Merger mania: physicians beware - Health Care Mergers - integrated health services

Physician Executive, March-April, 1998 by Thomas P. Weil, Glenn M. Pearl

In fact, the short-term impact of these mergers was generally modest and differed considerably by the conditions under which and when the corporate amalgamation occurred. Mergers that were consummated after the introduction of the Medicare prospective payment system (PPS) and those between similar-sized hospitals displayed greater positive changes in operating patterns. These findings were explained by the increased cost pressures experienced after PPS was enacted and by the greater opportunities for efficiencies perceived to be achievable in mergers that involve facilities of similar size.

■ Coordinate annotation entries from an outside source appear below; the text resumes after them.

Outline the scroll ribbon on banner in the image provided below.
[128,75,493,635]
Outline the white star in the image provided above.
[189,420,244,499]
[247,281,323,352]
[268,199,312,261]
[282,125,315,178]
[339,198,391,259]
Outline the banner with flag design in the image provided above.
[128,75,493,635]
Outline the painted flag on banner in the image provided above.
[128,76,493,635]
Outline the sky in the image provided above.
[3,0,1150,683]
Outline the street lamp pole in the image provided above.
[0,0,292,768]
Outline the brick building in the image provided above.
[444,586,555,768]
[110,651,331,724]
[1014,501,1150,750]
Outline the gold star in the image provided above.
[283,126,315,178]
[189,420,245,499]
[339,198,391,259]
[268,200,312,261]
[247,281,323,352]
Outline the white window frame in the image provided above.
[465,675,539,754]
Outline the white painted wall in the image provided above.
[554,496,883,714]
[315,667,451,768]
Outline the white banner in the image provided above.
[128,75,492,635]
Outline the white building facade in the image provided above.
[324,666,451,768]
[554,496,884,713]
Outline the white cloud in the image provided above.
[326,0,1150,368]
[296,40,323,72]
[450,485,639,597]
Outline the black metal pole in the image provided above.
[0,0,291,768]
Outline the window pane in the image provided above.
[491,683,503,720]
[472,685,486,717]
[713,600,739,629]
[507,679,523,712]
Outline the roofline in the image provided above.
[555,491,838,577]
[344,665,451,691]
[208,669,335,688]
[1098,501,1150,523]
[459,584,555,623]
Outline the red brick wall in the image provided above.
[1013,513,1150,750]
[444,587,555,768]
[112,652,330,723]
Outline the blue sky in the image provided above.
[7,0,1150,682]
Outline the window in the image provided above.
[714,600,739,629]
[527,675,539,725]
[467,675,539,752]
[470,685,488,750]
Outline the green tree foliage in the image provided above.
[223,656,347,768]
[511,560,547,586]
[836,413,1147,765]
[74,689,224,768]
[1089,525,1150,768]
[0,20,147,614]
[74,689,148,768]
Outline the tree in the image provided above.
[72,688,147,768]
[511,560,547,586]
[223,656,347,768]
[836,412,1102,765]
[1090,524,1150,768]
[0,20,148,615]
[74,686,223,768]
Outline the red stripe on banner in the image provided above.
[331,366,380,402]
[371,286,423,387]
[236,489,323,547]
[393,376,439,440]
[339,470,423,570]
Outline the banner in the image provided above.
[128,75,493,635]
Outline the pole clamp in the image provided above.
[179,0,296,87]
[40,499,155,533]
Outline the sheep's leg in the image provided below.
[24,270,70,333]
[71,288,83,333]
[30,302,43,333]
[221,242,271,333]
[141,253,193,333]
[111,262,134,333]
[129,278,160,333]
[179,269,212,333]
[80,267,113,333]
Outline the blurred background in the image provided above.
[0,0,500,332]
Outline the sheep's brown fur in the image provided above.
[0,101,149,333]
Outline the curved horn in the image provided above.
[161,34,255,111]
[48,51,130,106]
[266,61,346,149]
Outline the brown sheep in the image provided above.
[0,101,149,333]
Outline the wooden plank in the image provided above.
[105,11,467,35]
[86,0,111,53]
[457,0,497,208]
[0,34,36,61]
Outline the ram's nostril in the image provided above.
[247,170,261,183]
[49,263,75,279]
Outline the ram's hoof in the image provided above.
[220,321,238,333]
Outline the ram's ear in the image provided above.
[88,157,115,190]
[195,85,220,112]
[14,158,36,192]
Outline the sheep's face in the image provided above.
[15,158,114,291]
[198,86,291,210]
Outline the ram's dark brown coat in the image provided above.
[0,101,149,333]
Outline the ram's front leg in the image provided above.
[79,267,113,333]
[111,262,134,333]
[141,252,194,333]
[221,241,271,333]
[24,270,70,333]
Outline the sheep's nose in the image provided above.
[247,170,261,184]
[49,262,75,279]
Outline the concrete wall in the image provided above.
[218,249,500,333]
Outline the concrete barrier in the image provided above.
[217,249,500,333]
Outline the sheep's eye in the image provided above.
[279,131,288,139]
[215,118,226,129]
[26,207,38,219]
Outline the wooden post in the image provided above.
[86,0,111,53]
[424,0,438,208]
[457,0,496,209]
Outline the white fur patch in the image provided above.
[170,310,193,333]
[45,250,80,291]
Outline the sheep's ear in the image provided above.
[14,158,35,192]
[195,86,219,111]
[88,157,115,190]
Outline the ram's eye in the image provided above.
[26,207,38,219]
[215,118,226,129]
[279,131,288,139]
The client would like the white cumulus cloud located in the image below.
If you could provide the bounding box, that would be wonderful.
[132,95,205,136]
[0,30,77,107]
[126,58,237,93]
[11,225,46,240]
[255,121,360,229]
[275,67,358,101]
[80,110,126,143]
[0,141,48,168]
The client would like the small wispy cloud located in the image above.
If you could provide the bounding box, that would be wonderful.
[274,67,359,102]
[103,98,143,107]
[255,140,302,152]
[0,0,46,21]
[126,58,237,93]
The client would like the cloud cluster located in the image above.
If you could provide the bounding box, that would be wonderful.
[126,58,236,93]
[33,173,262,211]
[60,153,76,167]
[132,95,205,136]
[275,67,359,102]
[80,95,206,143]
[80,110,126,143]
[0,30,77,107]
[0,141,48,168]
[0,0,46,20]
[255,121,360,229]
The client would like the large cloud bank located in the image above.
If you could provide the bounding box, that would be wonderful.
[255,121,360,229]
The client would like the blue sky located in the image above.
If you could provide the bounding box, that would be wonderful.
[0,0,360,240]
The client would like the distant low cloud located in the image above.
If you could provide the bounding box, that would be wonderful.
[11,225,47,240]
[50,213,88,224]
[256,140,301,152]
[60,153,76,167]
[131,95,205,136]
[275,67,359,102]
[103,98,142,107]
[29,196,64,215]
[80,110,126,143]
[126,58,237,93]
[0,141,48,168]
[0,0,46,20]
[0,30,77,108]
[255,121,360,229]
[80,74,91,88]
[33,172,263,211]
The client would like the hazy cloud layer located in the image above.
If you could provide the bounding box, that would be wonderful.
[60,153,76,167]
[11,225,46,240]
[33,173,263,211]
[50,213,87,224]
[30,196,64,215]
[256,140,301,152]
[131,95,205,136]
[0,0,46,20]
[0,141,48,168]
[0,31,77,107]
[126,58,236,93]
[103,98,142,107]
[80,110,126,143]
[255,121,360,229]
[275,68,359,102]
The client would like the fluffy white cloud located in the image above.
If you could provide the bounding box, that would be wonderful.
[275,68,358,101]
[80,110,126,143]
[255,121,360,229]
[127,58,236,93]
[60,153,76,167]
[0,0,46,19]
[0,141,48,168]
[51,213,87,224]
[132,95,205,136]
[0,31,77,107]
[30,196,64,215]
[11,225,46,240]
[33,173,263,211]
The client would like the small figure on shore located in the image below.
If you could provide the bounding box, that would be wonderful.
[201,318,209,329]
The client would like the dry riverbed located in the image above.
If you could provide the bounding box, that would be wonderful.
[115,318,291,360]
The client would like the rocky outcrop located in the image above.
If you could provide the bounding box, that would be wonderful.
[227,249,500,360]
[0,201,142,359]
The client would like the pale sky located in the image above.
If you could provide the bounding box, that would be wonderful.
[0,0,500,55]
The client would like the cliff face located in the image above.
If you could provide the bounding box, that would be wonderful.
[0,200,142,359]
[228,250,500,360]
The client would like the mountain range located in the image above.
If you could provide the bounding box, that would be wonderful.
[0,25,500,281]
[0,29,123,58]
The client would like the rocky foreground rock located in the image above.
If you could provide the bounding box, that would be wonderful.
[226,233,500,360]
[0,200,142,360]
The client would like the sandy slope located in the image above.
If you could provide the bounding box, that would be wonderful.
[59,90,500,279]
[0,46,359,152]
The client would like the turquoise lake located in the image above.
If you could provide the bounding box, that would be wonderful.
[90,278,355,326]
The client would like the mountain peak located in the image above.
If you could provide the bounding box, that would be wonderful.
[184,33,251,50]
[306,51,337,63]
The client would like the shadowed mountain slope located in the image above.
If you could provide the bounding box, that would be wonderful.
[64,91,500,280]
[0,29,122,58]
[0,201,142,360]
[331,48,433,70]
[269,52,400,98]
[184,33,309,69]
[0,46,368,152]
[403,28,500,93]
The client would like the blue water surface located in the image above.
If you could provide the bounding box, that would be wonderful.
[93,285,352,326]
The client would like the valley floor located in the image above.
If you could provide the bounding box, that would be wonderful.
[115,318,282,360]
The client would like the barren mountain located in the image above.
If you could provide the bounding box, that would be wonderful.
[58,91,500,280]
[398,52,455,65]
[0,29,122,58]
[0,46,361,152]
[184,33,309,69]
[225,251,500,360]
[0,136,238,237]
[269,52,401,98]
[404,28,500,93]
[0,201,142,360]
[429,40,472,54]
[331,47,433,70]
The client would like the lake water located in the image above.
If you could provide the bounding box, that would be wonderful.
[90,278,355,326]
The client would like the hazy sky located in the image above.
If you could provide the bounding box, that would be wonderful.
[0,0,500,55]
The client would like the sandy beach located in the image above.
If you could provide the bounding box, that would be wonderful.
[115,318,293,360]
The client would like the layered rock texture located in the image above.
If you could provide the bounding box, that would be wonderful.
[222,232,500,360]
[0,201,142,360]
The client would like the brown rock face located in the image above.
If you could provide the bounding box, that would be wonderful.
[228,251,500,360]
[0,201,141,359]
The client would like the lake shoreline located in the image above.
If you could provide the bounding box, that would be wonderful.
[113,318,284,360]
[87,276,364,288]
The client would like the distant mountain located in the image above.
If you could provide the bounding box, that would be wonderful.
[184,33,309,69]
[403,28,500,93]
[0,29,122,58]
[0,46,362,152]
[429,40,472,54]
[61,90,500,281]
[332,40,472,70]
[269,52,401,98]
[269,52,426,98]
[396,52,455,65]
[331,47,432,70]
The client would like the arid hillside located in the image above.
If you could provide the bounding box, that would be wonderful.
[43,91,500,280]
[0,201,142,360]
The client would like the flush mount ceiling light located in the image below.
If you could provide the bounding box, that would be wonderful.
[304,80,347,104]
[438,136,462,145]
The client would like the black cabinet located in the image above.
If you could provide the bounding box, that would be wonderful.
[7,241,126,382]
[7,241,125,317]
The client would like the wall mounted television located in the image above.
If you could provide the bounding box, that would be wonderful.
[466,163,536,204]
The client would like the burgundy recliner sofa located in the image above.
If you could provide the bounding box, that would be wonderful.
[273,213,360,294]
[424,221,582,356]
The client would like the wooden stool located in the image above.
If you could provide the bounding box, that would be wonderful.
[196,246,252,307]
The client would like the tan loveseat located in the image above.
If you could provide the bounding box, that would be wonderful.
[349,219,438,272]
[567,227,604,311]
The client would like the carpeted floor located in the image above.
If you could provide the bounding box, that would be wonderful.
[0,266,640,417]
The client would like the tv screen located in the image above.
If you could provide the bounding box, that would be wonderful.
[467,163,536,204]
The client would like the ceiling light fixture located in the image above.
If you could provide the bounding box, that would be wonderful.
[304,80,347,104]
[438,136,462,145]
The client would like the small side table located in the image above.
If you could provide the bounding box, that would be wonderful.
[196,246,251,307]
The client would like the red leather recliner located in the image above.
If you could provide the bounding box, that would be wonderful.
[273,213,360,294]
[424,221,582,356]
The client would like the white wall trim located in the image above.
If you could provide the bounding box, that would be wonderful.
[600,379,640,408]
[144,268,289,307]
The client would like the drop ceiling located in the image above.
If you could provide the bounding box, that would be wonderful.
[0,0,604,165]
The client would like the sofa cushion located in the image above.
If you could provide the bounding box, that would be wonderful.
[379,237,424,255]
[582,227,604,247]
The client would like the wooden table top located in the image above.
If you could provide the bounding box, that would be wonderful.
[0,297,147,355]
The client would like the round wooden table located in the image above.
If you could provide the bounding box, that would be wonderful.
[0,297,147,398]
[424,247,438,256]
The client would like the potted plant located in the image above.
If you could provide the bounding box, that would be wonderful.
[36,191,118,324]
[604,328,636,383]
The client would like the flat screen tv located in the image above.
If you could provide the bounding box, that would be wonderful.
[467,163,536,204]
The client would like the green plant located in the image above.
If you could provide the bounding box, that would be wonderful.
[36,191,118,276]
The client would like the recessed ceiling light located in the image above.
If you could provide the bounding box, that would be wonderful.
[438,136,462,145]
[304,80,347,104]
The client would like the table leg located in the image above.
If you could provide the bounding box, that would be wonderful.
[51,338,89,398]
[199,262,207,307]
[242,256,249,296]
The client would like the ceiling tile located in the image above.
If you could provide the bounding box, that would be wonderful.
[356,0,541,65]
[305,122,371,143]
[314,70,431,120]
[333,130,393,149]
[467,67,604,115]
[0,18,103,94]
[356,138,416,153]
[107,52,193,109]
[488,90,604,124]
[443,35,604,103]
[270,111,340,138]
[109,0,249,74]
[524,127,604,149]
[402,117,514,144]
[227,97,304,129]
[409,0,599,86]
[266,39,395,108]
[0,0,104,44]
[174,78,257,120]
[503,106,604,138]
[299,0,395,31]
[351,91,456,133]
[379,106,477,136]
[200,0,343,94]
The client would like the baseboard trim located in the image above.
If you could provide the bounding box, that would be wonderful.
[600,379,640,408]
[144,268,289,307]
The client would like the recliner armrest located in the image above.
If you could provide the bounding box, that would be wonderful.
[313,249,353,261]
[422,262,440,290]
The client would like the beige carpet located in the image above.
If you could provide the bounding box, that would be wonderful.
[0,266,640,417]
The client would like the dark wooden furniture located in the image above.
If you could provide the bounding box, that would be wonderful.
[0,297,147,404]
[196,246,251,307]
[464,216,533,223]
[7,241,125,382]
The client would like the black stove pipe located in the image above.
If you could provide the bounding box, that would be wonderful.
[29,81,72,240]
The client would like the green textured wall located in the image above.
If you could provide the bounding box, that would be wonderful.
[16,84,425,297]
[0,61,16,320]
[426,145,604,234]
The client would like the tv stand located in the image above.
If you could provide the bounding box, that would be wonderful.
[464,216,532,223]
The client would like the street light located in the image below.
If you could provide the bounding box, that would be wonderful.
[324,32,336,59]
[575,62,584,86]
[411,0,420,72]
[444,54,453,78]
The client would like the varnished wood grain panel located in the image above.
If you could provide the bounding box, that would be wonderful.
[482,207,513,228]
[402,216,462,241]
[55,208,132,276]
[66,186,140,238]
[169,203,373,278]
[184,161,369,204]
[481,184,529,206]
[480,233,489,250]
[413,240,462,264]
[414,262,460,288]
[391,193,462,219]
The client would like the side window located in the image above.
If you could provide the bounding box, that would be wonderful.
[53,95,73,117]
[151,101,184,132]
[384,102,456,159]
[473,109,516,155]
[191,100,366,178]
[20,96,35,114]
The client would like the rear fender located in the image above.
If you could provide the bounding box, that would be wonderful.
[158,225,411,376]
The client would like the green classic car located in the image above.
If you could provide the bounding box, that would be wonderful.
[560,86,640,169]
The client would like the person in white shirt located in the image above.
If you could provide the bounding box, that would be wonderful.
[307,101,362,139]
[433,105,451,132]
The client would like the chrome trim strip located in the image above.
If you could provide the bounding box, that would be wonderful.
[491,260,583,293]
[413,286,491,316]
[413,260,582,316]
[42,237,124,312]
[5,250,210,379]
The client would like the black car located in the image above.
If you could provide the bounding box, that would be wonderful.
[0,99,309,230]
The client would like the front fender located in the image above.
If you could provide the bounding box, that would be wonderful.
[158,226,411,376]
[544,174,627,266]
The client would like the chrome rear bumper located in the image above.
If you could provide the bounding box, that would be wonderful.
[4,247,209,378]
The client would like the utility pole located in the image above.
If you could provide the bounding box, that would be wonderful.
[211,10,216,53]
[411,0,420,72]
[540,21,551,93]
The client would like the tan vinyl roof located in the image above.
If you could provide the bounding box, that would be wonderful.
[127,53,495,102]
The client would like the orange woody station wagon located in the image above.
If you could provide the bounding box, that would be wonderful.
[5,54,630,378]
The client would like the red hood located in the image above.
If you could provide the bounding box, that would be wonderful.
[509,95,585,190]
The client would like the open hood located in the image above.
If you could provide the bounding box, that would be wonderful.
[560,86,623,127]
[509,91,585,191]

Responses in 1991 received from 60 of the 74 mergers that occurred between 1983 and 1988 indicated that 58 percent of the hospitals acquired (i.e., the smaller of the two institutions) were closed as acute inpatient facilities and were converted to other services (e.g., substance abuse, long-term care) or were completely shuttered (17 percent). (9) None of the 18 mergers involving a rural hospital was reported to have resulted in a closing, being vacated, or being used for non-inpatient purposes. This outcome was probably due to the protracted travel time to the nearest facility, considering the greater proportion of elderly residents in these more sparsely populated areas.

Nevertheless, it is reasonable to assume in the long-term that the acute inpatient services in some rural hospitals will be curtailed as increased cost pressures, particularly among major medical centers that are experiencing an increasing number of vacant beds, force health systems to more effectively deploy all resources. Improved integration of telemedical services in America's health system could also make these "downgrading" decisions more palatable to a rural hospital's leadership faced with severe financial difficulties.

In mergers in which both physical plants were staffed for acute inpatient care, the acquired (average complement of 143.8 beds) and the acquirer (310.1 beds) had a greater resemblance in service mix, in the number of equivalent full-time personnel per occupied bed, and in the percent of occupancy rates compared with mergers in which one hospital's acute inpatient bed complement was eliminated. Hospitals that merged, but retained both physical plants for acute care services, illustrated greater distance (measured in miles) between facilities. Conversely, in those cases in which acute care was terminated at one of the facilities, the greater disparity between the merging hospitals in terms of their respective service mixes suggests this variable as being a major factor in eliminating acute inpatient services at one of the sites.

This study (9) evidences two potentially different merger strategies: (1) reducing direct competitors; or, (2) building the infrastructure for a larger horizontal, regional network for hospital care, although in both cases the respondents emphasized that strengthening their financial position and consolidating their services were among the key reasons for amalgamating the two organizations. It is rather significant that in the case where one of the two hospitals' acute inpatient services was eliminated, the respondents indicated that these facilities prior to the merger had been highly competitive with each other for both inpatient and ambulatory services. However, when both hospitals continued to offer acute inpatient care, significantly fewer respondents reported that pre-merger competition between the facilities was intense.